VATS is associated with better outcomes and shorter hospitalization duration compared with pleural drainage with GT without fibrinolytics20. In 2021, the American Academy of Pediatric Surgery recommended that VATS should be considered when chemical debridement with CDF cannot be achieved20. In a systematic review and meta-analysis published in 2018, similar perioperative complications were observed in cases in which both methods were used. However, patients who received VATS were exposed to less repetitive interventions and had a shorter hospitalization duration41. Based on these data, in recent years, studies about early VATS use, instead of CDF, in children have been published in accordance with those in adults42. When sufficient debridement with GT is not achieved and VATS is performed in the early period before fibrinolytic use, the hospitalization duration is shortened. Further, the complication incidence is lower in patients treated with VATS than in those treated with CDF42. Based on these developments, VATS is preferred instead of CDF when adequate pleural fluid drainage cannot be achieved with thoracentesis and GT implantation for PPE and EMP treatment in our hospital after 2017, which was the time our study was conducted.
The surgical intervention timing can affect treatment success43,44. CDF can be used for early-stage disease management. However, it is not effective for advanced-stage disease, and complication incidence increases with repeated interventions including CDF. Moreover, hospitalization duration is prolonged43. VATS efficacy decreases, particularly after 1 month, and decortication may be required in patients who underwent CDF43-46. In relation to this, the European Association for Cardio-Thoracic Surgery recommends that VATS should be highly considered in all advanced-stage disease patients at presentation46
The current study had several limitations. That is, the research was retrospective in nature. Hence, antipyretic treatment use, content, and frequency, as well as its effect on CCAP development, could not be investigated because the patients’ family members did not regularly follow-up for fever. Moreover, our hospital is a tertiary referral center, and most patients had received prior treatment. However, late referrals could affect outcomes. Although necessary, not all patients could undergo respiratory and pleural DNA PCR amplification due to technical problems.

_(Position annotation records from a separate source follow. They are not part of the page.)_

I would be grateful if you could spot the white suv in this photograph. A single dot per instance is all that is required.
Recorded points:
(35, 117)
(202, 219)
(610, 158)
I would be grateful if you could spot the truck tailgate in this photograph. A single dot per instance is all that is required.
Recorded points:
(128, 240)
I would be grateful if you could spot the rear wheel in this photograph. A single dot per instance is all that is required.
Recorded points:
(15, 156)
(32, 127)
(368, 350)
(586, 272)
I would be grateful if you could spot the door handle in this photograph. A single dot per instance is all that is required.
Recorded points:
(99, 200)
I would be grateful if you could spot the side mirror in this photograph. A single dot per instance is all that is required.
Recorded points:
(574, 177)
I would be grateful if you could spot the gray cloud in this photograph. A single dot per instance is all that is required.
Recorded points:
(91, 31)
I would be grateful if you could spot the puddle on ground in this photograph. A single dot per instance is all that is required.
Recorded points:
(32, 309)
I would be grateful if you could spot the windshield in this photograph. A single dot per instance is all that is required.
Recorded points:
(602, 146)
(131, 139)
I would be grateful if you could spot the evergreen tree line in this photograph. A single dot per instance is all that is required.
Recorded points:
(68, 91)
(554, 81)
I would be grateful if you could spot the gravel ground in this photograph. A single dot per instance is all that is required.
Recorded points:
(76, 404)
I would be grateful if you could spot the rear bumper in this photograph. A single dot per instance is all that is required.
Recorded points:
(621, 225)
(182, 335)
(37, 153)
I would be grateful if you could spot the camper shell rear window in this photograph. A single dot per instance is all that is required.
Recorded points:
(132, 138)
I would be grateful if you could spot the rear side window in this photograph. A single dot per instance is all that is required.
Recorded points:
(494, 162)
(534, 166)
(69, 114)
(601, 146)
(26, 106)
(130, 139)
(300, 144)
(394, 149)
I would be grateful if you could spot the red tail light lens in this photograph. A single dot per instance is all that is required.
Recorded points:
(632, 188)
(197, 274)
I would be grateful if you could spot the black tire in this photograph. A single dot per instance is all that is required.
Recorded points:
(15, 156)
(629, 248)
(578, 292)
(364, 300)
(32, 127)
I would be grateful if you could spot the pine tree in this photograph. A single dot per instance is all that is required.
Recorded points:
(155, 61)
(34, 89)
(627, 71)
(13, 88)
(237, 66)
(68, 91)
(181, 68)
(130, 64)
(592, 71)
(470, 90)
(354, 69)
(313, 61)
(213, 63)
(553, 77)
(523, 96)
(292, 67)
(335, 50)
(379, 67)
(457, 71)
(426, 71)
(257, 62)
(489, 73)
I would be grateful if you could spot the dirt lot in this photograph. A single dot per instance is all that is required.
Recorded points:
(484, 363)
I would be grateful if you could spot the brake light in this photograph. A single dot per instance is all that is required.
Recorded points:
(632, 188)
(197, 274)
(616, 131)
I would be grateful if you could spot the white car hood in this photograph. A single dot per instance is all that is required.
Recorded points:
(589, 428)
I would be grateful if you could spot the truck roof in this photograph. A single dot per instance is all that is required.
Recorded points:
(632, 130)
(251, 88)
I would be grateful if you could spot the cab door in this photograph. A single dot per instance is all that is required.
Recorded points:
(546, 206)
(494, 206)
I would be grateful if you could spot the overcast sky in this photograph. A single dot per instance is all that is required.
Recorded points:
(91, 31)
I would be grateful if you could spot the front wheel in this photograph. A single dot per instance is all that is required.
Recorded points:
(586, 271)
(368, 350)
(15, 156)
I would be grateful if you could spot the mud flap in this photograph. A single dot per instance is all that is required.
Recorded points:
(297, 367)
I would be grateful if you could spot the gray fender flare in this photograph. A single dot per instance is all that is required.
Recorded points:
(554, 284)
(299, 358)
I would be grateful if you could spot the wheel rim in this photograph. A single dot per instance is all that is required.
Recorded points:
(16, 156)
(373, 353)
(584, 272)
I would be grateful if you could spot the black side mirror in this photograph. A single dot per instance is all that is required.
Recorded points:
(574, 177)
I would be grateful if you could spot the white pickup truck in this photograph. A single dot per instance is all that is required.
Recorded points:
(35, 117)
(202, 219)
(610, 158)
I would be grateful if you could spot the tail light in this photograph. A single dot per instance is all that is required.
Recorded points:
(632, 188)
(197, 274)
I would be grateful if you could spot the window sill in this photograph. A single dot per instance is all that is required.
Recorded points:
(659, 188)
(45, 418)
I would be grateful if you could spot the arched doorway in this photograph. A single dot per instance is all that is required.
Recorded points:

In conclusion, pleural effusion, respiratory distress (tachypnea and retraction), and hypoxia at presentation were found to be independent risk factors for CAP. Therefore, experience in interventional radiology and pediatric surgery and use of multidisciplinary approaches may be important for the diagnosis and treatment of children with CCAP admitted in tertiary care centers. However, multicenter, prospective and comparative studies should be conducted to examine CDF and VATS efficacy in children with early- and late-stage diseases.